Many people make the mistake of getting miniatures as guard animals and every year many of them are mauled and killed by dogs. Please if anyone is considering a donkey as a protection animal get a standard or mammoth size not a miniature. keep in mind though a donkey will take up with other species if they are the only donkey. If you have 2 donkeys usually they will bond with each other and pay no attention to your stock.


----------



## Maura (Jun 6, 2004)

We had large miniatures. I didn&#8217;t get them as guard animals, but they didn&#8217;t know that and I was real pleased with their commitment to their job. We had two who acted as guardians of the flock. Got them at 4 months and 7 months so they bonded with the sheep. You can&#8217;t just toss a donkey or mule into the flock and expect them to be happy.


----------



## Muleman (Nov 8, 2013)

Maura,
Since it is my thread I guess I can hi-jack it with a few short mule stories. 
BTW, We started letting the dog and her 2 pig friends out to the little pasture several times a week. So far so good, the kids let them out and leave and she stays with her pig friends, seemingly content so far, with no desire to try and escape to come visit the house.

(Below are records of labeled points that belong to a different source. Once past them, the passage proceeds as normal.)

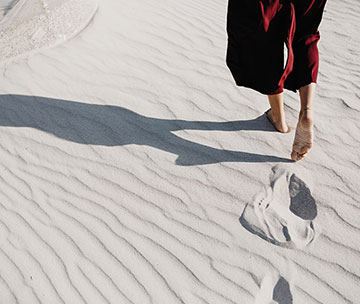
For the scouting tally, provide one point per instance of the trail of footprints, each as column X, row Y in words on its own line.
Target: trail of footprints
column 283, row 215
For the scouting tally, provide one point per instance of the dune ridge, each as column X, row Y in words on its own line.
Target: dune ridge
column 128, row 157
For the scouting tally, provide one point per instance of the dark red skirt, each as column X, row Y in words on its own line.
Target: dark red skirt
column 257, row 32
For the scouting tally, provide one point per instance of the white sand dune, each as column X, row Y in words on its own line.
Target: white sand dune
column 128, row 157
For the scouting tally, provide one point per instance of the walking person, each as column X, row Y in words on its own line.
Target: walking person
column 257, row 31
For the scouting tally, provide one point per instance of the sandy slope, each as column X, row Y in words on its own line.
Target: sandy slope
column 129, row 159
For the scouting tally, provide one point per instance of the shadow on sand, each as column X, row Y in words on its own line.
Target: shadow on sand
column 116, row 126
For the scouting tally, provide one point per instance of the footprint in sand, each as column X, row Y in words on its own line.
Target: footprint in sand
column 283, row 213
column 274, row 290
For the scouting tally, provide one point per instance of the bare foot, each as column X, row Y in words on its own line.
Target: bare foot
column 279, row 125
column 303, row 136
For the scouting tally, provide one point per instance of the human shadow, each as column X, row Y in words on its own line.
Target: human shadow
column 106, row 125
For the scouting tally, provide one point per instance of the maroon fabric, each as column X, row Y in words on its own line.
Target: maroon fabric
column 257, row 31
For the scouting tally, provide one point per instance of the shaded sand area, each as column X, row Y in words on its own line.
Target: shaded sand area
column 133, row 170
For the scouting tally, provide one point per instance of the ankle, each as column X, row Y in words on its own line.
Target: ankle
column 306, row 117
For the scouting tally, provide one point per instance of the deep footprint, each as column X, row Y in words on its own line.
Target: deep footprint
column 283, row 214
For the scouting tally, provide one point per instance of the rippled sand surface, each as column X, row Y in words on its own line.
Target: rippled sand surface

Now for my 2 short stories of mules and livestock.
I had a friend who logged with a mule locally. He was logging a farm and usually at night he would either tie the mule or construct a small wire fence on the property depending on the duration of the job. On this particular farm the farmer insisted he put the mule in his corral where he was keeping a group of 300 to 500lb feeder steers waiting to go to the sale barn. After much arguing he finally gave in, put the mule in the corral and left for the day. He arrived the next morning to find his mule, still in the pen, with 12 dead feeder steers, the mule had killed them all. The farmer was upset, but did not try to make him pay for them, as he had insisted he put the mule in the corral with them.
The next mule was a molly mule who a couple had raised from a colt. She ran with the cattle, but they had problems with her taking the calf's from the mothers when they were born. She would take them as her own and protect them, but she had no milk, so they would have to take them back and separate the cow/calf pairs until they were older. One day the lady was home by herself while her husband was at work and she seen the mule with a calf. She waited until the mule had bedded the calf in a thicket and left the area, although she new better, she went out by herself to sneak into the field and get the calf. The calf started bawling when she picked it up and the mule came to it's rescue. The lady placed the calf back on the ground once she seen how aggressive the mule was becoming, afraid she might accidentally hurt the calf. The mule bit and stomped the lady until the calf left, then the mule went off with the calf. The lady was able to crawl out of the field with serious injuries and call for help, she spent many weeks in the hospital with serious broken bones and injuries.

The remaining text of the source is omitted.